Orders, Decorations and Medals (8 September 2015)
Date of Auction: 8th September 2015
Sold for £1,600
Estimate: £700 - £900
Military Cross, G.V.R., the reverse privately engraved, ‘2nd Lt. Alfred Victor Blenkiron, R.F.C., Mar. 3 1917’, in its case of issue; British War and Victory Medals (Lt. A. V. Blenkoron, R.F.C.), in their ink inscribed card boxes of issue, the last two recent official replacements, good very fine and better (3) £700-900
FootnoteEx Glendining’s 24 June 1981, when the M.C. was sold by his brother; the latter subsequently applied for official replacements for his British War and Victory Medals.
M.C. London Gazette 3 March 1917:
‘For conspicuous gallantry in action. Although wounded, he fired his machine-gun with great skill and brought down an enemy machine, thereby enabling his pilot to bring his machine safely home. On another occasion he displayed great courage when observing on patrol and brought down a hostile machine.’
Albert Victor Blenkiron was born in Huddersfield, Yorkshire in July 1896 and was educated at Merchant Taylors and Croydon High School. Commissioned as a 2nd Lieutenant in the 9th Battalion, Somerset Light Infantry in October 1915, he transferred to the Royal Flying Corps, trained as an Observer and was posted to No. 22 Squadron in France in March 1916. Remaining similarly employed until August, he next joined No. 23 Squadron but it was a short-lived appointment and he removed to No. 25 Squadron at the year’s end.
It was in this latter capacity that he won his M.C., namely for the destruction of a Halb. DII east of Lens on 23 January and an Albatross DII over Harnes on the 29th; on the latter occasion he was acting as Observer to 2nd Lieutenant A. W. Shirtcliffe in F.E. 2b A782, and was wounded in the thigh.
On recovering from his wounds, Blenkiron applied for pilot training and, having gained his ‘Wings’ in June 1917, was posted to No. 56 Squadron in France at the year’s end. One of the R.F.C’s crack squadrons, No. 56 numbered McCudden, V.C., among its pilots at this time; for his own part, Blenkiron gained two confirmed victories, an Albatross DV downed in a combat over Boulon Wood on 15 December 1917 and another south-west of Cambrai on 25 January 1918.

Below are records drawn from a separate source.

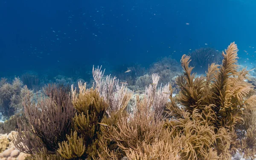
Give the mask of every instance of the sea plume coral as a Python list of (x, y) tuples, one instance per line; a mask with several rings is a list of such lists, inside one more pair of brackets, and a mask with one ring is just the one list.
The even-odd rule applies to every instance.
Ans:
[(221, 60), (221, 53), (210, 48), (201, 48), (189, 53), (191, 57), (191, 64), (195, 67), (194, 71), (204, 74), (208, 65), (212, 63), (219, 64)]
[(206, 76), (196, 78), (189, 66), (190, 57), (182, 56), (184, 74), (177, 80), (180, 91), (176, 99), (170, 96), (166, 126), (181, 133), (183, 159), (205, 159), (210, 151), (213, 159), (230, 159), (237, 149), (254, 156), (256, 143), (246, 139), (256, 134), (244, 124), (254, 129), (255, 120), (247, 116), (255, 110), (256, 96), (251, 94), (253, 86), (245, 80), (248, 71), (238, 71), (237, 51), (232, 43), (222, 52), (220, 66), (212, 64)]

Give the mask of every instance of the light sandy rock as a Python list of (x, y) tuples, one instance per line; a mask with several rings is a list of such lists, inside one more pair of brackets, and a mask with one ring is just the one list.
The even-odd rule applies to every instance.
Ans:
[(19, 155), (17, 159), (17, 160), (24, 160), (26, 157), (29, 156), (29, 154), (20, 152), (20, 155)]
[(15, 149), (11, 153), (11, 157), (16, 157), (19, 155), (20, 151), (17, 149)]
[(3, 152), (3, 156), (5, 157), (10, 157), (11, 153), (15, 149), (15, 147), (12, 147)]
[(16, 158), (12, 157), (9, 157), (7, 158), (7, 160), (16, 160)]

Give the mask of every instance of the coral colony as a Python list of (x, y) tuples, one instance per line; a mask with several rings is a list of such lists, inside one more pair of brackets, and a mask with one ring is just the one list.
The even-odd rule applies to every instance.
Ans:
[[(192, 61), (206, 58), (200, 49), (211, 63), (221, 63), (196, 77), (189, 63), (205, 65)], [(23, 76), (29, 88), (18, 77), (12, 83), (2, 79), (1, 112), (10, 117), (0, 124), (0, 158), (230, 160), (238, 153), (255, 158), (255, 87), (249, 71), (239, 69), (237, 51), (233, 43), (222, 57), (211, 57), (219, 53), (209, 49), (183, 55), (179, 75), (168, 64), (177, 62), (166, 57), (149, 74), (129, 82), (93, 67), (90, 87), (81, 81), (49, 84), (40, 94), (32, 90), (39, 84), (36, 77)], [(123, 77), (132, 80), (133, 74)], [(170, 83), (161, 84), (166, 79)], [(145, 86), (143, 93), (129, 89), (130, 83)]]

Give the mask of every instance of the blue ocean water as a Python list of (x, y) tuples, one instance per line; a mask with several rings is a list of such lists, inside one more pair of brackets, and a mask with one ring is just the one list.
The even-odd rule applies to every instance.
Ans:
[(93, 65), (147, 68), (233, 41), (239, 62), (253, 67), (256, 8), (252, 0), (1, 0), (0, 77), (26, 71), (72, 77)]

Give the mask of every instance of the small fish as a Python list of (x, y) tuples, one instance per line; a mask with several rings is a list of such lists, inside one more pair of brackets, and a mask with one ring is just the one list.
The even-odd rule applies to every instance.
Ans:
[(98, 124), (99, 124), (100, 125), (102, 125), (102, 126), (108, 126), (108, 125), (106, 123), (98, 123)]

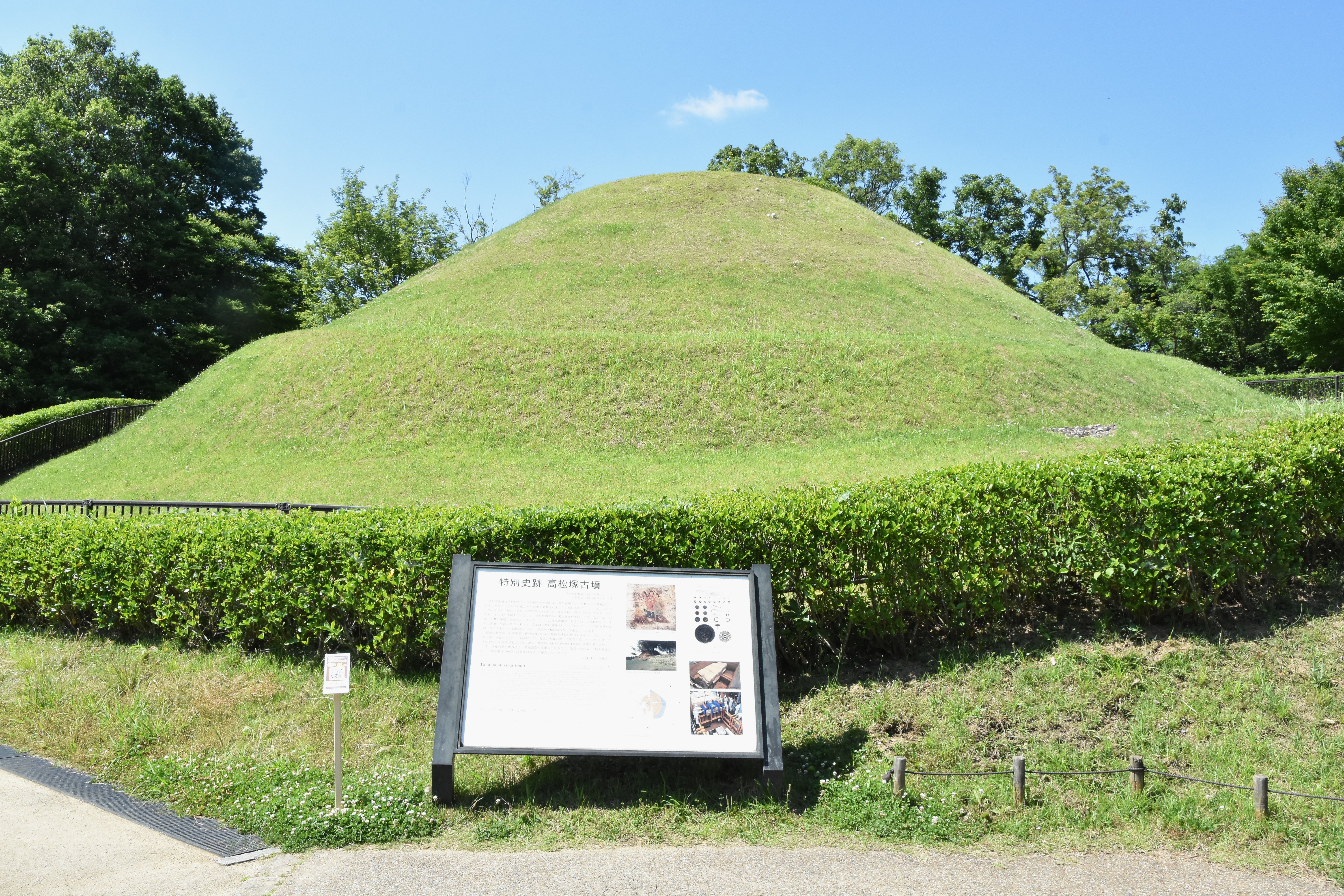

Afterwards ordered to the U.K. to join No. 151 (Night Fighter) Squadron, equipped with Camels, he returned to France with the unit later in the year and claimed his fifth victory in a combat on the night of 14-15 August 1918: spotting the enemy bomber silhouetted and trapped in the night sky by searchlights, he closed in to give the nocturnal intruder several short bursts which caused it to fall in flames near Bapaume.
Blenkiron was invalided home in the following month and admitted to hospital in London; he relinquished his commission on account of ill-health in February 1919.
A little over a year later, on 19 March 1920, and his wife having left him because of financial difficulties, he was found dead in his room at the Ashdown Park Hotel, Coulsdon. The subsequent coroner’s report attributed his death to poisoning; sold with a file of copied research, including combat reports, R.A.F. service record and newspaper reports in respect of his tragic end.